First of the two political uprisings of the Russian Revolution in 1917 that led to the overthrow of the tsar and the end of the Romanov dynasty.

The immediate cause of the revolution was the inability of the tsardom to manage World War I. On 8 March (dating by the Western calendar, not adopted at that time in Russia) strikes and bread riots broke out in Petrograd (now St Petersburg), where the troops later mutinied and joined the rioters. A Provisional Government under Prince L'vov was appointed by the Duma (assembly) and Tsar Nicholas II abdicated on 15 March (27 February Julian calendar).

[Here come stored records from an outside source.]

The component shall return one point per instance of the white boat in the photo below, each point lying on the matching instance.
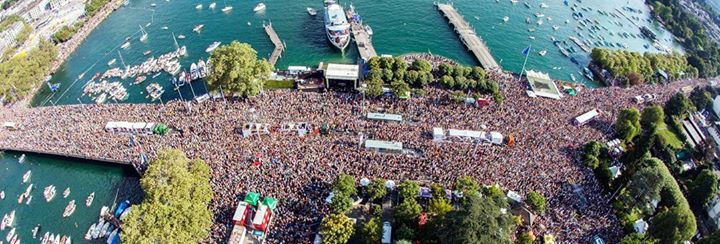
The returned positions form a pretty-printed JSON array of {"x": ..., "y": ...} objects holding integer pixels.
[
  {"x": 337, "y": 28},
  {"x": 212, "y": 47},
  {"x": 69, "y": 209},
  {"x": 88, "y": 235},
  {"x": 26, "y": 176},
  {"x": 89, "y": 200},
  {"x": 259, "y": 7}
]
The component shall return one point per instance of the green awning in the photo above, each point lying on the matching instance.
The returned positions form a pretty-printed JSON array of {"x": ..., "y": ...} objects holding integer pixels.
[
  {"x": 270, "y": 202},
  {"x": 160, "y": 129},
  {"x": 252, "y": 198}
]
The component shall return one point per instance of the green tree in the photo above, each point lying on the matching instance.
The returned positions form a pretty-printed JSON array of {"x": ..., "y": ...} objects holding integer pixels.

The Petrograd Soviet of Workers, Peasants and Soldiers (formed originally during the Russian revolution of 1905) was revived by the Bolsheviks, among other parties, and opposed the Provisional Government, especially when Lenin returned from Switzerland in April. On 16-18 July the Bolsheviks made an unsuccessful attempt to seize power and Lenin was forced into hiding in Finland. The Provisional Government tried to continue the war, but was weakened by serious misunderstandings between the prime minister, Kerensky, and the commander-in-chief, General Kornilov, who tried unsuccessfully to gain power in September 1917. Shortly afterwards the Bolsheviks seized power in the October Revolution.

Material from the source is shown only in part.